When you notice your feelings in a relationship, you’re noticing the communication climate of your relationship, or the emotional tone of your relationship.
As you can guess, there are more positive, supportive communication climates, and there are more negative, defensive communication climates in relationships. You don’t have entire control over the climate of your relationships, but you do influence them.
You’ll notice they seem to work in what you can think of as a spiral, based on how we communicate with others. When we are kind and supportive to others, we are sending confirming messages. These kinds of messages let our loved ones know they are valued. We can show them we value them both through our words and our actions.
Confirming messages can be as simple as saying “hi” to someone we run into around town, or smiling as we greet an acquaintance. As we increase in closeness in our relationships, we confirm others by listening to their feelings and ideas, and demonstrating we’re present with them by putting our technology away and really listening. We confirm others even further by supporting them, and perhaps even agreeing with what they have to say. In our close relationships, when say, “I’ve got your back,” really mean it, and back it up with actions that support that (like bringing them coffee on a tough day and helping them when they are in need) we are showing we care, are trustworthy, and we value others. We could get into even more ways that we show support in kind, loving, healthy ways, but these are just a few ways that we let people we care about know – and in turn create positive communication climates with them.
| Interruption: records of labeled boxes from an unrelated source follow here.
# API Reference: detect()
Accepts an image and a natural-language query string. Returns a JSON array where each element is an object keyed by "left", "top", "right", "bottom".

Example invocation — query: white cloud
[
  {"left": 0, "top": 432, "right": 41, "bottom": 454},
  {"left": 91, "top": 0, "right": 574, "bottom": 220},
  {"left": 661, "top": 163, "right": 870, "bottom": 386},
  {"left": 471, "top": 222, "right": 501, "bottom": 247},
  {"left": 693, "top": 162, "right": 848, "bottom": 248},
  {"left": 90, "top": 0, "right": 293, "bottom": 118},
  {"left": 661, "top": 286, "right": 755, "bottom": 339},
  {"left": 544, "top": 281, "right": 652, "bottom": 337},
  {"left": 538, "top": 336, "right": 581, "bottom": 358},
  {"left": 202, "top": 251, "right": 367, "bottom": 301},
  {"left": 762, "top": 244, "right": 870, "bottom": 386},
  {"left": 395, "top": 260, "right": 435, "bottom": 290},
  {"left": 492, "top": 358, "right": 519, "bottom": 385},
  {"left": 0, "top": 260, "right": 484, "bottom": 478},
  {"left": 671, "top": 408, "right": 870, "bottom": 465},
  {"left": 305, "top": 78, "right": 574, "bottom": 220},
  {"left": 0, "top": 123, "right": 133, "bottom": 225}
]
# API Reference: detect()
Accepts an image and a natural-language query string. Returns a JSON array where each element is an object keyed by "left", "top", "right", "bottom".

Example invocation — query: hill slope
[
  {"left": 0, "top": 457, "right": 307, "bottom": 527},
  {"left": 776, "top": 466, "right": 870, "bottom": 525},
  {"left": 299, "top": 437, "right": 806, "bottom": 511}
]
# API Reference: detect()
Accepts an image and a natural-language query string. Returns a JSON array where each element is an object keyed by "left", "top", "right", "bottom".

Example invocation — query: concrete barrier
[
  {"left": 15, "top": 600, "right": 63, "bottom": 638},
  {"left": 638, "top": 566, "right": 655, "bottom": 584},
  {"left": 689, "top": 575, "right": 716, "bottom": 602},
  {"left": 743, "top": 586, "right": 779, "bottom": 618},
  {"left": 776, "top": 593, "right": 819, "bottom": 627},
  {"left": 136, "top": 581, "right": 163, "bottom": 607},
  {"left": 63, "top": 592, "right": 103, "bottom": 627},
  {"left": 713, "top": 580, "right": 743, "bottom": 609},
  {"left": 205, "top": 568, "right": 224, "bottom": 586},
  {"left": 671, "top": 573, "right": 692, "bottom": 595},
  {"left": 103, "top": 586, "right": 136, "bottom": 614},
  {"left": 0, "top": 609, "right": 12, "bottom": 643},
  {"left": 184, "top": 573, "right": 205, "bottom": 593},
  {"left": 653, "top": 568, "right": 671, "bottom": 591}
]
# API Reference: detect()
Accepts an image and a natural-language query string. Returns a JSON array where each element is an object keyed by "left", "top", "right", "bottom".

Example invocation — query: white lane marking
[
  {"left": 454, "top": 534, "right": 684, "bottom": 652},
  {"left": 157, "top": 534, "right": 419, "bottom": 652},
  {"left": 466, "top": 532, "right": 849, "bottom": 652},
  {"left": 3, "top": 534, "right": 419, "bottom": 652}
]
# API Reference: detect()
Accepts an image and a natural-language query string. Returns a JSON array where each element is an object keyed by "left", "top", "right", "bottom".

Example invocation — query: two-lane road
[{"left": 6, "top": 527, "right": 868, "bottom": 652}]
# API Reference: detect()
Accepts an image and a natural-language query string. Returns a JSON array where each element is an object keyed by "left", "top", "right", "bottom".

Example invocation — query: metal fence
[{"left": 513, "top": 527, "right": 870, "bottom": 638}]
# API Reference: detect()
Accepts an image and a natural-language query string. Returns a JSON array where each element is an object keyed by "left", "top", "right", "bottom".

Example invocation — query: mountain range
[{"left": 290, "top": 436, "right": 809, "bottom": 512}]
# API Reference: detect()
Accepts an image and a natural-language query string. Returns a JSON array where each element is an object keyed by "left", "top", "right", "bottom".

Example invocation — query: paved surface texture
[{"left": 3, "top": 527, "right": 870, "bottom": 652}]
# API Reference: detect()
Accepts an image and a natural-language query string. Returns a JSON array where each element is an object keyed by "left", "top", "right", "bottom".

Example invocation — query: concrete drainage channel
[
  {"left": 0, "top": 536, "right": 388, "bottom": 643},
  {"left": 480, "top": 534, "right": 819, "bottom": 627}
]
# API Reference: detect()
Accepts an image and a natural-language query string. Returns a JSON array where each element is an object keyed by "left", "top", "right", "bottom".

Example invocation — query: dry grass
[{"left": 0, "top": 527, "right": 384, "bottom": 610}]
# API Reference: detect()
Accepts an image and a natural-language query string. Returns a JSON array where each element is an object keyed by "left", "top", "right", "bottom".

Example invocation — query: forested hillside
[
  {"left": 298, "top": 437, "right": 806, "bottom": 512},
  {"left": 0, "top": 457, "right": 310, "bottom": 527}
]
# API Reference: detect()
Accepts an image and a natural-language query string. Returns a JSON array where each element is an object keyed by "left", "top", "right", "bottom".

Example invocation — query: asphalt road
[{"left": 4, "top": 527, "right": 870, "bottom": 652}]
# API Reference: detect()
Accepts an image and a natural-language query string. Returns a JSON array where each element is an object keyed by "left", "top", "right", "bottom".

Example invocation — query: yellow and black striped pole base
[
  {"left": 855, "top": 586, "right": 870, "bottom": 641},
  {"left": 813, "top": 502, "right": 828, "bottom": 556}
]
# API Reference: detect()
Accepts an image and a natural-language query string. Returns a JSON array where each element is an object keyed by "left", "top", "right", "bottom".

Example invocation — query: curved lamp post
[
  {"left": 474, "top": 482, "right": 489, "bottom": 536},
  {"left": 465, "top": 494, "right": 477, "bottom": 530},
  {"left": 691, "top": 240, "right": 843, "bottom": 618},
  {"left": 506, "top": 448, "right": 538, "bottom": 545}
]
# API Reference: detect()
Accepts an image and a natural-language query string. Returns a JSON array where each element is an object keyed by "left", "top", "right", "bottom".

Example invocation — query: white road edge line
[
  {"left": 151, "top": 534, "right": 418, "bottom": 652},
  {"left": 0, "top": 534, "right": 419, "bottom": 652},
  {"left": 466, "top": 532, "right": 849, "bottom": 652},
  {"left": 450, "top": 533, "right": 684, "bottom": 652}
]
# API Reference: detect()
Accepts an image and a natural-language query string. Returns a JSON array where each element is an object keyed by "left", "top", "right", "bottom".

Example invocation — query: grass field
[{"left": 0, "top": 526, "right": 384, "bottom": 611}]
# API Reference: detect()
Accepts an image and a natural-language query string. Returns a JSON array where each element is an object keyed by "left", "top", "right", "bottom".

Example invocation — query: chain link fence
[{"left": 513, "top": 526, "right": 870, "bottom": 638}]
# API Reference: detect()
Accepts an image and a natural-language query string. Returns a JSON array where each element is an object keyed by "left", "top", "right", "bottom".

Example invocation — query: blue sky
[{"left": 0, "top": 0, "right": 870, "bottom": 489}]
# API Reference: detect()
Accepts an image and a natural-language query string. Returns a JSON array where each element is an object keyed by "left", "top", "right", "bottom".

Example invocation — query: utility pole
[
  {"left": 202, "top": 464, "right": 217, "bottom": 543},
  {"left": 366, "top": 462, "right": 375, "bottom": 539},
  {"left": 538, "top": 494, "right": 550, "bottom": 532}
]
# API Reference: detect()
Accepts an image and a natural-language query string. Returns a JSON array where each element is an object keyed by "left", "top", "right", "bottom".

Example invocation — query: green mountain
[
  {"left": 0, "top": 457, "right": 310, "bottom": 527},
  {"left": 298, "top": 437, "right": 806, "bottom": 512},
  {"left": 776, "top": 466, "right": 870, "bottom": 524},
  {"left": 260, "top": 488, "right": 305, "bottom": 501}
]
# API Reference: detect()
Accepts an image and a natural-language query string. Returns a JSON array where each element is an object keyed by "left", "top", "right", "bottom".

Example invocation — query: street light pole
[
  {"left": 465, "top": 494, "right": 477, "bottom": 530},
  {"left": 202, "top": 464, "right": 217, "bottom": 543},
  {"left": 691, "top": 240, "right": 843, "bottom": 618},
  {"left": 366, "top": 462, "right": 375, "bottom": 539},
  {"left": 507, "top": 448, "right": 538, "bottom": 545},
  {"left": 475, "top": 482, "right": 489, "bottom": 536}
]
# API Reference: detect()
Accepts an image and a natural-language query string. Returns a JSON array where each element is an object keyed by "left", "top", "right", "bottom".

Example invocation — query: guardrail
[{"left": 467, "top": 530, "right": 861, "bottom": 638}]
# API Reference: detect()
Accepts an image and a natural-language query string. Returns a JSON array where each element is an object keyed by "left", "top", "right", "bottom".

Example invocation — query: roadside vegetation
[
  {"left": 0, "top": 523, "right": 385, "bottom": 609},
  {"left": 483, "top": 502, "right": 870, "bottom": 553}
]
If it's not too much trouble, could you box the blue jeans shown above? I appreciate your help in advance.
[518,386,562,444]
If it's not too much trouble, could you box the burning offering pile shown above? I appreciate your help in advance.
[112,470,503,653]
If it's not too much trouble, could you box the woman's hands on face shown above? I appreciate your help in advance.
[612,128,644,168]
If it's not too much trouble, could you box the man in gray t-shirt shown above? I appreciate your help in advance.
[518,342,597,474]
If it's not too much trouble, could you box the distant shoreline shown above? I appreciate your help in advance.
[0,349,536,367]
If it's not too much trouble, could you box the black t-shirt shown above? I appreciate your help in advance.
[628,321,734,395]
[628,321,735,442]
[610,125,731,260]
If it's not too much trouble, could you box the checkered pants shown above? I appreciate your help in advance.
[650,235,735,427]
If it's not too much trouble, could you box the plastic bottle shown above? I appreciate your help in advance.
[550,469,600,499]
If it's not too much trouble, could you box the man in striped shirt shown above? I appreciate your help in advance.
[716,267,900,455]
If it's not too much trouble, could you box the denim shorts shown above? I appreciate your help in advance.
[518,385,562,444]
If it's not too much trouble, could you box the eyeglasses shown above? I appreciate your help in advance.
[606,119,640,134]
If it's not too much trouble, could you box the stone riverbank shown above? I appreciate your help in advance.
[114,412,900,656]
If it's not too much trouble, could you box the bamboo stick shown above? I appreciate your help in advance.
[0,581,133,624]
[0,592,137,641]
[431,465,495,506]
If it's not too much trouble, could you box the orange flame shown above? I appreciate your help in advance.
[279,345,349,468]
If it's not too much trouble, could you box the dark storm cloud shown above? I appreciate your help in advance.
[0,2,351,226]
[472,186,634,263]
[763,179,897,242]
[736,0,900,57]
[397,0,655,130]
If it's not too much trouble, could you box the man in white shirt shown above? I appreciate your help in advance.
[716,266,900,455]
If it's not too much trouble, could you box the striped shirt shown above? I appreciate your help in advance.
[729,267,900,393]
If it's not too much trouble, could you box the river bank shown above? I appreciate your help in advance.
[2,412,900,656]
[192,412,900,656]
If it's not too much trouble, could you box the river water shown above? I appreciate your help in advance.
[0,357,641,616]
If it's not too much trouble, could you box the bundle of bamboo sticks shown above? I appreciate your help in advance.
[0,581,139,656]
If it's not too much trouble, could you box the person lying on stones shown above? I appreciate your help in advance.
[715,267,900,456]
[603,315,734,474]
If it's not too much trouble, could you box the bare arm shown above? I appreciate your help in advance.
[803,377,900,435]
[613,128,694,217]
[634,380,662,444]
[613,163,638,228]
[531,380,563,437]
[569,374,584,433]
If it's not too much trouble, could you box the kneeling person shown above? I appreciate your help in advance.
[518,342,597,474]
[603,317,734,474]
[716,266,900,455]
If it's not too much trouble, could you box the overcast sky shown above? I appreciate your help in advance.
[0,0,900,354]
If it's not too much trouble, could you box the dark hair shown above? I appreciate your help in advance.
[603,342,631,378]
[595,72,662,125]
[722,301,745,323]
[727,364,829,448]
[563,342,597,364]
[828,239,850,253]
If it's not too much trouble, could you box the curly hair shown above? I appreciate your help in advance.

In other moments in our lives, we may create more defensive, negative communication climates. We participate in creating this this kind of communication climate when we send disconfirming messages. When we ignore someone, or withhold our affection to another, we are behaving in a disconfirming way. When we criticize or judge and evaluate others, seek to control or manipulate them, or even act ambivalent to their feelings or needs, we are sending disconfirming messages. When we play on our phones instead of really listen to someone, we are acting in a way that shows them we do not value what they have to say. When we act as if we know better than someone we love, or we know what’s best for them, without taking their needs and desires into account, we are disconfirming them. You get the picture.
Fascinatingly, people with whom we’re in relationship often respond based on how we communicate with them (hence, the spiral). If we act in confirming ways with someone, they tend to respond in the same way. If we make someone feel less-than through communicating with disconfirming messages, they will often respond back in that way.
The point is that the way we act in our relationships matters.
What we say and do impacts how we feel, and how others feel, in relationship.
It may seem tempting at this moment to point a finger at another, and think – it’s not me – it’s THEM! They do this to me, and I’m just forced to react!
If this is how you’re feeling, I invite you to pause and reflect. It’s possible that the other person really does push your buttons, get under your skin, and participate in creating a negative communication climate. If that is the case, you have choices about whether you stay in that relationship or go.
In the meantime, though, I encourage you to always recognize that you have a choice.
You choose how you act and what you say in a relationship.
You influence the relationship in positive or negative ways based on what you contribute.
So I encourage you to ask yourself – am I contributing to a positive, supportive communication climate with someone based on what I say and do?